In common with most of the other 10 states, the report shows, Nevada offers property taxpayers no homestead exemption or low-income credit. Nevada relies heavily on sales and excise taxes and imposes a business payroll tax instead of a corporate profits tax.

None of this is news to Nevada politicians. Inequity in taxation is also instability in government finance. They’ve known for years that the heavy sales tax reliance has caused chronic budget disasters—in 1981-82, in 1990-91, in 2001, and since 2007. They’ve known that the state needs lower—or no—sales taxes, but they’ve been too craven to pay the political costs of reform and face down corporate lobbyists trying to protect their cushy nests. Well, frankly, we don’t care whether state legislators survive in their dinky little seats. We want Nevada to survive, and we want legislators who will take the risk and do their jobs.

Also at fault are those who advocate for the public, such as the Nevada Women’s Lobby and the Progressive Leadership Alliance of Nevada and the members of the PLAN coalition—labor unions, good government groups, and so on.

Legislature after legislature, they have advocated on trees, not on forests. The disaster of the moment is not as important as the ongoing failings of a tax system that affects every other Nevada national ranking. What’s the point of patching together another spending plan for education this year if it will all fall apart again in two or four years?

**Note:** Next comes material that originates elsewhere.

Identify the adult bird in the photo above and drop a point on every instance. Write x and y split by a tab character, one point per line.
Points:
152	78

Tax equity should be Nevadans’ first demand, not one that is tossed overboard in order to focus on the crisis of the moment. Tax equity is more important than education, human services, and safety nets, because its absence keeps undercutting all of those. Waiting until the latest crisis is dealt with doesn’t work—there’s always going to be a crisis, particularly in education, until the tax system is fixed. It has been too easy for state legislators to ignore tax fairness because they feel no pressure in its behalf. If those groups don’t speak for tax equity first, above all other issues, legislators are free to do nothing.